Nationaler Kulturkampf

Der erste Gedanke: Nein, nicht schon wieder über diese Partei schreiben, ihren Funktionären das Gefühl geben, man mache sie noch größer als sie sich selbst sehen. Der zweite: doch, man muss über sie schreiben, man muss erneut vor ihr warnen, wie es kürzlich auch Ulrich Khuon öffentlich getan hat. Als Theaterintendant und als Vorsitzender des Deutschen Bühnenvereins weist er auf Veränderungen im kulturpolitischen Klima hin, seit die AfD in den Landtagen und im Bundestag vertreten ist und ihr nationalistisches Leitbild für Kultur und Kunst in die bislang offene Gesellschaft tragen will.

Rabaukenhafte Störaktionen im Zuschauerraum durch aktionistische „Identitäre“ hat das Deutsche Theater schon erlebt. Solche Art Provokation durch eine rechtsradikale Jugendtruppe halten Schauspieler aus, auch wenn das Publikum verschreckt nach Hause geht. Ernster nehmen muss man den politischen Druck, mit dem die rechte Partei in die Spielpläne und Budgets eingreifen will, wenn sie mit Anfragen und Anträgen in Parlamenten und Bürgerschaften die Subventionen aus öffentlicher Hand für Kultureinrichtungen in Frage stellt.

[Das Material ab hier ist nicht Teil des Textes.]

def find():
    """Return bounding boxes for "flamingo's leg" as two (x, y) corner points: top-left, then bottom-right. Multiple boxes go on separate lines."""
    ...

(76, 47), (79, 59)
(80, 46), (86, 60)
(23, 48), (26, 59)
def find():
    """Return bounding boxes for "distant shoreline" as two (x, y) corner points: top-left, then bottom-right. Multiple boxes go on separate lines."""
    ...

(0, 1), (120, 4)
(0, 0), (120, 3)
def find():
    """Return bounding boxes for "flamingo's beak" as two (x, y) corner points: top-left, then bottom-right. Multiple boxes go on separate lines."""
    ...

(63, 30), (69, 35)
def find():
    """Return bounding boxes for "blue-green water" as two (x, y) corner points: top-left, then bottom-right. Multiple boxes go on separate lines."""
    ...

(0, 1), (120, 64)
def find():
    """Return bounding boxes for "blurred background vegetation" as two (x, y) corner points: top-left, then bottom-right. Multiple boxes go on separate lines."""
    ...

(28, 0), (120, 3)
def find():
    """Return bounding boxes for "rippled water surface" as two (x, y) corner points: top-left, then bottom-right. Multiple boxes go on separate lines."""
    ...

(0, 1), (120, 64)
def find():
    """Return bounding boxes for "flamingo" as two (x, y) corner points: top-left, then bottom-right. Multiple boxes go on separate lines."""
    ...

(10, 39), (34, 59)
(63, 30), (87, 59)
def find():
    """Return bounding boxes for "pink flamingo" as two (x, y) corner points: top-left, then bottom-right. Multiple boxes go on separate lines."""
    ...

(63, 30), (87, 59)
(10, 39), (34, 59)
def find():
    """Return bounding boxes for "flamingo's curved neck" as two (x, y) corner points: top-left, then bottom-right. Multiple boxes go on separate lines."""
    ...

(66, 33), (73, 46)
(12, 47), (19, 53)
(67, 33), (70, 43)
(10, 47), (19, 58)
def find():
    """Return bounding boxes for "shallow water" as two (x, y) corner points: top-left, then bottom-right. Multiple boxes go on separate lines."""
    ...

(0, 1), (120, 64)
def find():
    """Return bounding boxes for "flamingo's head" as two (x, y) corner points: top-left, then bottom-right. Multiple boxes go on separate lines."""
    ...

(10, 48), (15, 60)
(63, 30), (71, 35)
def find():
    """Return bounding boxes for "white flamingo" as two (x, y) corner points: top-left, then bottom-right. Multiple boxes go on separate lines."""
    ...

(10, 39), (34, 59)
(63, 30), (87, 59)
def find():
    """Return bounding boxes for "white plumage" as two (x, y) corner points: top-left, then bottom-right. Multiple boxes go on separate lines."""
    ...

So geschehen mit einer Anfrage des brandenburgischen Parteichefs Kalbitz an die brandenburgische Landesregierung, warum „Piccolo“, ein verdienstvolles Kinder- und Jugendtheater in Cottbus überhaupt Fördermittel erhalte. Erreicht werden soll damit vor allem Verunsicherung und Existenzangst. Wer für die AfD auffällig wird, soll sich in Zukunft überlegen, was er sagt und wofür er sich engagiert. Der Heidelberger Intendant Holger Schulze, beschreibt das System der Unterstellung durch die AfD, Leute aus der Kunst- und Theaterszene würden überwiegend linke oder linksextreme Positionen vertreten, wobei die Partei selbst auf die Instrumentalisierung der Kultur abzielte.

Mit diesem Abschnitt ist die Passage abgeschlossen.